神様辞めます!~転生女神は平凡を望む~
そんなアリッサは去年厨房の料理人と職場結婚しているが、その後もしっかり私付きの侍女として働いてくれている。
気心知れた彼女が一緒なのは有難いが、それ故に遠慮ない言葉は胸に刺さる……。

「アリッサ……」

「申し訳ありませんね。ですがお嬢様の子の乳母を考えたら、早いところお嬢様にもお相手を見つけて頂かないとと思いましてね」

ニコニコと言う言葉はグサッとくるが優しい。
私が結婚して子どもを産み育てる時も、そばにいてくれる気があるってことだ。
流石は幼なじみで私付き侍女である。


「そうね、いいお相手が見つかるかは分からないけれど頑張ってみましょうか」

ため息一つとともに言った私の言葉にアリッサはニコッと笑顔で答えた。

「私も早く子育てしたいので、急いでお願いしますね」

まさか、両親以上に結婚を急かすのが侍女だとは思わなかったが、アリッサの言葉は最もなので、私も頷いて答えた。

今日も堅牢でありながら、しっかりとした作りの城が見えてきて、私はキリッと表情と共に気持ちを入れ替えた。

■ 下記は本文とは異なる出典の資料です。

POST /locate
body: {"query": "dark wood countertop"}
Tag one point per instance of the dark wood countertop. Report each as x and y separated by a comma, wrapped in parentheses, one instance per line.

王城とは貴族達にとっては駆け引きやらの中枢であるため、弱みや何かを悟らせず完璧に過ごさねばならない。
気を張る所である、これも生まれた先が公爵家だった宿命だろう。
そこで生きて既に二十年。
そこそこ立派に公爵令嬢である、そこら辺に抜かりはない。

そんなペセル二十歳の春、この茶会から彼女の周りは騒がしくなるのだった。